Here is one way to use scoring cheques in a modern recreation of combat on foot. It is an adaption to the rules and combat conventions used by the Company of St. Michael.
Draw two columns of rectangles on a sheet of paper, one for the comers and the other for the defenders. Each combatant should be listed beside a rectangle. If you like, you can trick their arms there as well.
The upper line of the rectangle is for acts that increase the combatant’s repute, the lower is for things that decrease it. For each good blow they strike against an opponent make a vertical mark on the upper line. For each disabling blow they strike, mark a cross on the upper line. For blows struck against them, do the same on or below the lower line.
If they are disarmed, are born to the ground or fall, or rest a hand on the barrier put a cross on or below the lower line, with a d, b, or h respectively beside it. If they actively disarm an opponent, etc, mark the upper line accordingly.
Tudor deeds of arms often had prizes for each of the different weapons or types of combat. If you do this create a new sheet for each weapon. For combats with a given weapon, all of the blows a combatant strikes and receives are marked on the same rectangle: you don’t need another one for additional opponents.

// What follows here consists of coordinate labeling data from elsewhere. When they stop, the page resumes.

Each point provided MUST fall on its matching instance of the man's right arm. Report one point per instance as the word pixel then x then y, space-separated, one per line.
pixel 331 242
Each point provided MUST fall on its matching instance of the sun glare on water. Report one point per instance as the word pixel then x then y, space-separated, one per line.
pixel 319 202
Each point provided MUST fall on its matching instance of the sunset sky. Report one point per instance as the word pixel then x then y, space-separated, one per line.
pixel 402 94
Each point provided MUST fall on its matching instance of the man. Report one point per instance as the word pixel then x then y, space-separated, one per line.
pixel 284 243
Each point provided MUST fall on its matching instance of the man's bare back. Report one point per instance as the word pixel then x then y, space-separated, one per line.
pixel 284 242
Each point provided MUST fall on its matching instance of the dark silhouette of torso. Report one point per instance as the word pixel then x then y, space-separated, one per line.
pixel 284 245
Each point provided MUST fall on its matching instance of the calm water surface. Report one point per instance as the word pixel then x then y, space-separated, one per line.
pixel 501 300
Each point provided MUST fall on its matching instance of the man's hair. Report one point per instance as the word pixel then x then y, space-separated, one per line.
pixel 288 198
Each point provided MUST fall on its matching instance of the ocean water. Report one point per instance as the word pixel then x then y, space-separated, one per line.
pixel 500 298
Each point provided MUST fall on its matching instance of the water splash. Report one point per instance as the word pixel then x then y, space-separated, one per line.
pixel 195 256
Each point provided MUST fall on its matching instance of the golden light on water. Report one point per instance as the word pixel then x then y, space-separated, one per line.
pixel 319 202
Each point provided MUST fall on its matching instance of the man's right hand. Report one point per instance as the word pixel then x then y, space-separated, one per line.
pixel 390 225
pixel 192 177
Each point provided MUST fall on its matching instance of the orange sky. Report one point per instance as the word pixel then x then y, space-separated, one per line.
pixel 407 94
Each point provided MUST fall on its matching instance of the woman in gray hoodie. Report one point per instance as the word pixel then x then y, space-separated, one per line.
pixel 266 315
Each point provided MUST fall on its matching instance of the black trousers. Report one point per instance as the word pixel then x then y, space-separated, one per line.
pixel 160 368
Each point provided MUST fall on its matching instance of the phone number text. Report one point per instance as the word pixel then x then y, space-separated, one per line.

Combatants who fell, put their hand on the barrier or were disarmed can’t win the prize. For the remainder, the surplus of good blows struck over blows received (with disabling blows counting as three good blows) will be a useful indication of prowess. The ladies or judges are free to consider other indications of skill or hardiness at their discretion.
There are some differences between this and the Tudor system. That scoring system did not distinguish between “good” blows and light. It did distinguish between head and body blows, and noted blows hard enough to break swords. It apparently did not directly note how successful a combatant was at not being hit.